Così, nel 2014, Catania Multiservizi si è ritrovata con «un appalto in meno, quindi soldi in meno, e personale in più», afferma il presidente. «Lasciare la gente per strada non fa piacere a nessuno – chiarisce – Ma io sono un amministratore e devo guardare ai bilanci. E i bilanci mi dicono che i soldi non ci sono». I numeri della partecipata, del resto, sono sostanziosi: 513 maestranze, delle quali 498 censite ad agosto 2014 e altre 15 reintegrate dal giudice negli ultimi mesi, «cioè il 98,5 per cento delle nostre voci di spesa». Di queste, oltre 250 di età compresa tra i 53 e i 68 anni.

«Se si facessero dei prepensionamenti sulla base di queste cifre – arringa Franco Tomasello, segretario generale di Unicobas – Il problema degli esuberi sarebbe risolto». «Questa è una ipotesi che ho avanzato io stesso – replica Michele Giorgianni – E che si basa sul famoso decreto Fornero sugli esodati, che consente di mettere in pensione il lavoratore, pagandogli comunque stipendi e contributi». Cioè, «paghi per gente che non lavora: è chiaro che non si trattava di un provvedimento legislativo fatto per salvare aziende come la nostra, noi non risolveremmo nulla». Le proposte per preservare i posti di lavoro della Catania Multiservizi dovrebbero arrivare dai sindacati, «ma per il momento non ne abbiamo ricevuta nessuna». È anche per questo motivo che Giorgianni sta immaginando alcune soluzioni: «Non sono ancora state discusse, perciò sono cose senza nessun seguito: si potrebbe proporre la mobilità invece che per i più giovani per i più anziani e poi chiedere loro se accettano un incentivo per accedere al trattamento pensionistico».

La questione, a ogni modo, «è delicata, c’è di mezzo il futuro di padri di famiglia e noi dobbiamo riuscire a non licenziare nessuno». Ci si riuscirebbe se il Comune affidasse alla sua stessa società «alcuni servizi in più». Questi ultimi, però, sono già attualmente assegnati ad altri: «Non è così semplice – sostiene il presidente della partecipata – Perché darli a noi sarebbe come spogliare Cristo per vestire Maria: non si tratterebbe unicamente di lavoro in più per Multiservizi, ma anche di lavoro in meno per qualcun altro».

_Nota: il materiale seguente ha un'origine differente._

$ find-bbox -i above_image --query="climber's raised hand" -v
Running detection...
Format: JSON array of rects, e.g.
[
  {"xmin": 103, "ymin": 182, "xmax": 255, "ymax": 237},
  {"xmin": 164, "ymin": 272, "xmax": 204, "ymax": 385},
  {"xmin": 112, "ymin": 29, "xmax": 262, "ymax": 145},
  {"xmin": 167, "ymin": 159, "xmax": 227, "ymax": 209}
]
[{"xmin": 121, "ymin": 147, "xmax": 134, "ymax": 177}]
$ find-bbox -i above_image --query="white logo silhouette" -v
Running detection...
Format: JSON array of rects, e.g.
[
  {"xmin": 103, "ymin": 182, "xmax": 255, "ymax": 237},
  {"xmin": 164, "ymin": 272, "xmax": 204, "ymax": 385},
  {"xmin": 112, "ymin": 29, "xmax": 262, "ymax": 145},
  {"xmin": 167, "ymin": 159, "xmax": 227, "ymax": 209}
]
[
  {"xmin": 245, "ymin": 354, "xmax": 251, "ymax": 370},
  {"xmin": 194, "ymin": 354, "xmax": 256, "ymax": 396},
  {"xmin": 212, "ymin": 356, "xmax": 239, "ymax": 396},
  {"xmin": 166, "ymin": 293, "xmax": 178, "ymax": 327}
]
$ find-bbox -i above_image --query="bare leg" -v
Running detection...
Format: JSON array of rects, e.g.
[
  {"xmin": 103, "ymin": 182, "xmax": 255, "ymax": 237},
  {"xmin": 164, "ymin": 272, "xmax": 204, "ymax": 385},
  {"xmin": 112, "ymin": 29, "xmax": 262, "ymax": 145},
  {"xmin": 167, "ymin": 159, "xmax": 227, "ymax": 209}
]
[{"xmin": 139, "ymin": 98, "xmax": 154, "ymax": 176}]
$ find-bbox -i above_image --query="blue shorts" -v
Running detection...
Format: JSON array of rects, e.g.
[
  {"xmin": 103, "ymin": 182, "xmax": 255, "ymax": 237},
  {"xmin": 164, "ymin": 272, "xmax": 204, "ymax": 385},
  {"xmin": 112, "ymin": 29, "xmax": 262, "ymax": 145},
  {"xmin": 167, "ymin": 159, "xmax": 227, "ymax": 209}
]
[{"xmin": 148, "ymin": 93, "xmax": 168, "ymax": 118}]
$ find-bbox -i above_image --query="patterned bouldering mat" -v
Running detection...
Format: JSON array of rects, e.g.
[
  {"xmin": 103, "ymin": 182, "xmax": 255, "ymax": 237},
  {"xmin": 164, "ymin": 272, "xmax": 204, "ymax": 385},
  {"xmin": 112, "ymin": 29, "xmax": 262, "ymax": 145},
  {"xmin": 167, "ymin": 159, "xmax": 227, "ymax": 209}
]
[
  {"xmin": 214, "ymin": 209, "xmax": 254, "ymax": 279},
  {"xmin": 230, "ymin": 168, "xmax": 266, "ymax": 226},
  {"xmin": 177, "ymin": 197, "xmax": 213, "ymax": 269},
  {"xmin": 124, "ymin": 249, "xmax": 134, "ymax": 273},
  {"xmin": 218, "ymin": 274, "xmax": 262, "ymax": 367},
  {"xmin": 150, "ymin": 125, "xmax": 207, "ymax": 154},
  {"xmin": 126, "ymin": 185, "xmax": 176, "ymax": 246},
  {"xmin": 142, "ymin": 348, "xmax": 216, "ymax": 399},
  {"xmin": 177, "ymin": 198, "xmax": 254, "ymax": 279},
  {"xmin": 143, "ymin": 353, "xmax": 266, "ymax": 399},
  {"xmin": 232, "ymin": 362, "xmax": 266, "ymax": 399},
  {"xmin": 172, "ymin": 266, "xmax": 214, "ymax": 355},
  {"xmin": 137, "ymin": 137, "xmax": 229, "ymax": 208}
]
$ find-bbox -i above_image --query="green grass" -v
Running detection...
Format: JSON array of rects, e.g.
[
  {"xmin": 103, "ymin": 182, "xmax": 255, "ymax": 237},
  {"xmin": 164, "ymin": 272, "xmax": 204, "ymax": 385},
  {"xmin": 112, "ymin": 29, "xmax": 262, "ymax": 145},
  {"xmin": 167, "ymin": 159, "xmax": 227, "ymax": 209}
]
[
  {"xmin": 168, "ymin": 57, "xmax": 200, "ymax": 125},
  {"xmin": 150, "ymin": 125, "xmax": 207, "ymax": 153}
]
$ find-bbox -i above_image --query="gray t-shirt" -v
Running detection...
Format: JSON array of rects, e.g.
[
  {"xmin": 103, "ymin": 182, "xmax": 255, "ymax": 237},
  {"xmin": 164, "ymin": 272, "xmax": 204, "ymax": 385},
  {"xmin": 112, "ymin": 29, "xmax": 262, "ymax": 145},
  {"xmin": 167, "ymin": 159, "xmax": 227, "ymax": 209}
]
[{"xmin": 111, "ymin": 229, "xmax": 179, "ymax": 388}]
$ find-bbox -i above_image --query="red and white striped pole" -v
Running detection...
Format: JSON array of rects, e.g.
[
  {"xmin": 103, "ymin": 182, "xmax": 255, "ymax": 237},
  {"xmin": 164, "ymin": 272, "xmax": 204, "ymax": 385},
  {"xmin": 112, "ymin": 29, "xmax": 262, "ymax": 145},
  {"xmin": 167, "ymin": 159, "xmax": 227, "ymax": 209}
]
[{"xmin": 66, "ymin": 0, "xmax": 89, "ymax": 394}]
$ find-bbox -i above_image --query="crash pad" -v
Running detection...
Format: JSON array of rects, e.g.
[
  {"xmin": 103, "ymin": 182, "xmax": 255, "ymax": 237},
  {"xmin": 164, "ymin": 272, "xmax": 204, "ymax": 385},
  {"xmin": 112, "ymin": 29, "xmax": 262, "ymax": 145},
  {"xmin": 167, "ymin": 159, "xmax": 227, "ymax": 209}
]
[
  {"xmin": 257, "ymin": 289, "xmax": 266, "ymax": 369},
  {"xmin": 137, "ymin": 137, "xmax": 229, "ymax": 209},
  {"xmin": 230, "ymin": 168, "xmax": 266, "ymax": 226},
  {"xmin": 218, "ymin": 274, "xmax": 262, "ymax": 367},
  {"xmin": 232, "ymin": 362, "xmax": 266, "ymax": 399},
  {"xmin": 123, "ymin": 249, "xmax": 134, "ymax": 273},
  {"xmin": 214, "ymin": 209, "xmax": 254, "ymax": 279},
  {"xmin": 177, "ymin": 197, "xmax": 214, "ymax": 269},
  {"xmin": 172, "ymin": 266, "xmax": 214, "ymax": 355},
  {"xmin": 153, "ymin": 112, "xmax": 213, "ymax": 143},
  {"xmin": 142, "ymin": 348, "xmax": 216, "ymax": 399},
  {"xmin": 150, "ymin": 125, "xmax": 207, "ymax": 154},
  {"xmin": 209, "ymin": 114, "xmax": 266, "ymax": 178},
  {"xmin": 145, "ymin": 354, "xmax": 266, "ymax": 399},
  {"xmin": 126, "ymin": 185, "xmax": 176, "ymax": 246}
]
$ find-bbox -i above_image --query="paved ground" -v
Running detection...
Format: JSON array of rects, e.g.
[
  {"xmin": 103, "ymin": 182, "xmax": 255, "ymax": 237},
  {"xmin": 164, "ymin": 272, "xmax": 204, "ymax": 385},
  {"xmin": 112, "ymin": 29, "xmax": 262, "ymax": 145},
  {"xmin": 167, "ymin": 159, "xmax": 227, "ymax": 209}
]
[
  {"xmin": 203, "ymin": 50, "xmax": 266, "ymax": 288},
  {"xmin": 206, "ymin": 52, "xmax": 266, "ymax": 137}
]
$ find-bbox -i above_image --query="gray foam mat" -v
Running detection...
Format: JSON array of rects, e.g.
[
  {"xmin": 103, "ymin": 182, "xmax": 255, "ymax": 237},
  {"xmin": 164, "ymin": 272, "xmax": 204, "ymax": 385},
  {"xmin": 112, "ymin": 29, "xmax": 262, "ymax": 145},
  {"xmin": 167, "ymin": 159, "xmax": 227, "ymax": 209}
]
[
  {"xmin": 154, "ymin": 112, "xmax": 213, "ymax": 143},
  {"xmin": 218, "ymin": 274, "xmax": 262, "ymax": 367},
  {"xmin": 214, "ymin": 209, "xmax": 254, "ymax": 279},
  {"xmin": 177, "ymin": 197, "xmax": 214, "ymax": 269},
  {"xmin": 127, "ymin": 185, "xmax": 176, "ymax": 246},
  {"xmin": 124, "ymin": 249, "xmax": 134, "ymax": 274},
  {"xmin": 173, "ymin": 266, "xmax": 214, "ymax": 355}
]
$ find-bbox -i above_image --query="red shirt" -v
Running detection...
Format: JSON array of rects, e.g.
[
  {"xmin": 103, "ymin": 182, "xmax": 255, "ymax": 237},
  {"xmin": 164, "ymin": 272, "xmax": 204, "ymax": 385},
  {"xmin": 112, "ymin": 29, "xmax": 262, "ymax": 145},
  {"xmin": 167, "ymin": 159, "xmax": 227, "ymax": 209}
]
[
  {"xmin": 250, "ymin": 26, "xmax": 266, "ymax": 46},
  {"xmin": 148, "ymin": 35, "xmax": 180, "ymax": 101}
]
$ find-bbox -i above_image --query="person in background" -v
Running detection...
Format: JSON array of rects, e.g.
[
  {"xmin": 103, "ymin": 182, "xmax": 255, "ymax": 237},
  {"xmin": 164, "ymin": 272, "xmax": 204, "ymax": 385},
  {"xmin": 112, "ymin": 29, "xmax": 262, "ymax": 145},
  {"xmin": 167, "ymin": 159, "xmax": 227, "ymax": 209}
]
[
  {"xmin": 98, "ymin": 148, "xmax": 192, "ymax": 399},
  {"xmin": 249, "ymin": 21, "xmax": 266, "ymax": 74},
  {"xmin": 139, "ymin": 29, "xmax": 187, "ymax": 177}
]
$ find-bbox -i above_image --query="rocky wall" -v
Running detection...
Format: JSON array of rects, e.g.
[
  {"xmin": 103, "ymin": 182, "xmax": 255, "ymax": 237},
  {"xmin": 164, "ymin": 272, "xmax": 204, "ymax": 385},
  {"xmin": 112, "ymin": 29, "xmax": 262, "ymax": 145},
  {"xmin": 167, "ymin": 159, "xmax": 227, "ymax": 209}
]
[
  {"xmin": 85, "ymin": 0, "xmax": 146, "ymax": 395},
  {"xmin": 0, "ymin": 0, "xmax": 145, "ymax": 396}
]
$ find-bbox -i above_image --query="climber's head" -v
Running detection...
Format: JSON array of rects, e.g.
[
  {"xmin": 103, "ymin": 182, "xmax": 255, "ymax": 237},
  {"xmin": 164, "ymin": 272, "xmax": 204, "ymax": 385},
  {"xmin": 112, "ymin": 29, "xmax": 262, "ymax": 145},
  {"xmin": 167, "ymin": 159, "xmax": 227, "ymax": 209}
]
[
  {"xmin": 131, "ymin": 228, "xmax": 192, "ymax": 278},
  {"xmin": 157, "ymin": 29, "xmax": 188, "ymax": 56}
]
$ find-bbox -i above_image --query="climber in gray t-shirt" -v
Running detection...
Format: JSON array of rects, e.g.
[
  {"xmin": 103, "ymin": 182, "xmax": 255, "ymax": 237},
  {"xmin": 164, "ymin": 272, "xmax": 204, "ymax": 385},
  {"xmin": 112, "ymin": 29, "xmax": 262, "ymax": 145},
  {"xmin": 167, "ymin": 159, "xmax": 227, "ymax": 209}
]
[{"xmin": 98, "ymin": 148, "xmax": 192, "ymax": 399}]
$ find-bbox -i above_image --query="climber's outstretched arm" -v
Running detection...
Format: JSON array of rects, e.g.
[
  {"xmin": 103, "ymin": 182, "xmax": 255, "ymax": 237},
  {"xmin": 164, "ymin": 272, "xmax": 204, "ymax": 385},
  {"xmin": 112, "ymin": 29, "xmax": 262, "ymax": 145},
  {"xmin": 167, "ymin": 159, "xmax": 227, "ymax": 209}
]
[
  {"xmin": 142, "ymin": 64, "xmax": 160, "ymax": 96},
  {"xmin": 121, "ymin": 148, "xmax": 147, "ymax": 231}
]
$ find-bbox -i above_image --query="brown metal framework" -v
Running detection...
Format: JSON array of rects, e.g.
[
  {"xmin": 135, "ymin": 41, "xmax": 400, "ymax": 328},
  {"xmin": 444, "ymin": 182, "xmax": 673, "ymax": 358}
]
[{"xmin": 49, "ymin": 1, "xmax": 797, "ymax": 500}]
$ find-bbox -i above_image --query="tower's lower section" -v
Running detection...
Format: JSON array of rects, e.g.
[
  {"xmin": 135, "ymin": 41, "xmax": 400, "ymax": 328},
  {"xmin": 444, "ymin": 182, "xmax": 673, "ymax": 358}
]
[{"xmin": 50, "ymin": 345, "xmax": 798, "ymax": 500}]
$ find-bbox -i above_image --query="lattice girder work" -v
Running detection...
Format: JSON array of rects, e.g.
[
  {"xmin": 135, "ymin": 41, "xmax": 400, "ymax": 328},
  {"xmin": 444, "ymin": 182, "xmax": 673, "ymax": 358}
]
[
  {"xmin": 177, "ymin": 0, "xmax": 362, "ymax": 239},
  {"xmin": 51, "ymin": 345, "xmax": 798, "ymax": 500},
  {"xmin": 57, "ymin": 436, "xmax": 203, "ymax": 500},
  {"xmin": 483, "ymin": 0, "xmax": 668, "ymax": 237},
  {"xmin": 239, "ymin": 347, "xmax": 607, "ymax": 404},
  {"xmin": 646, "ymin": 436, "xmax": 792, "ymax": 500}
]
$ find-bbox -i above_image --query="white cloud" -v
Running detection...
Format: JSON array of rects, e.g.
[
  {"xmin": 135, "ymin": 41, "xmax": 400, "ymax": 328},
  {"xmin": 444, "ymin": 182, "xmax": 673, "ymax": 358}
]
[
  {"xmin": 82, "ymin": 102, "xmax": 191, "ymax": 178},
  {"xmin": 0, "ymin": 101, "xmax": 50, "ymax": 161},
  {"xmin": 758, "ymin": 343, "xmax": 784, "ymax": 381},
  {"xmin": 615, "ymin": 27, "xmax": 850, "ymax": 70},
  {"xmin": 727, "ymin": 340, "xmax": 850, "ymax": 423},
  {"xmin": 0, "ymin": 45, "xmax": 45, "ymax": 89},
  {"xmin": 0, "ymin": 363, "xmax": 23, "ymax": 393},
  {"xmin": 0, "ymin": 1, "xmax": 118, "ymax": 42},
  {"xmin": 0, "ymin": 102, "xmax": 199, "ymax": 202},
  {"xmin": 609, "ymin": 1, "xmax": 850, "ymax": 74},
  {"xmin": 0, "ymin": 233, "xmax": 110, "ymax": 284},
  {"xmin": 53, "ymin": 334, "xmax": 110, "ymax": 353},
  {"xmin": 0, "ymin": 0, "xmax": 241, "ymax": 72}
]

L’amministrazione nel 2013 si era impegnata a cedere all’azienda comunale lavori per 20 milioni di euro, salvo poi permetterle di fatturarne poco più di 19 milioni, cioè un milione e 90mila euro in meno del previsto. «Certo è che ci sono alcuni servizi che non producono molto: per esempio, per la pulitura tombini abbiamo bisogno di rivolgerci a ditte esterne per affittare i macchinari, perché noi non li abbiamo e altrimenti dovremmo comprarli». E per fare acquisti è necessario un piano industriale, «cioè il contratto col Comune, che noi stiamo ancora aspettando e non sappiamo quando arriverà». In mezzo, ci sono 130 lavoratori e un’azienda che «può essere salvata soltanto dall’amministrazione».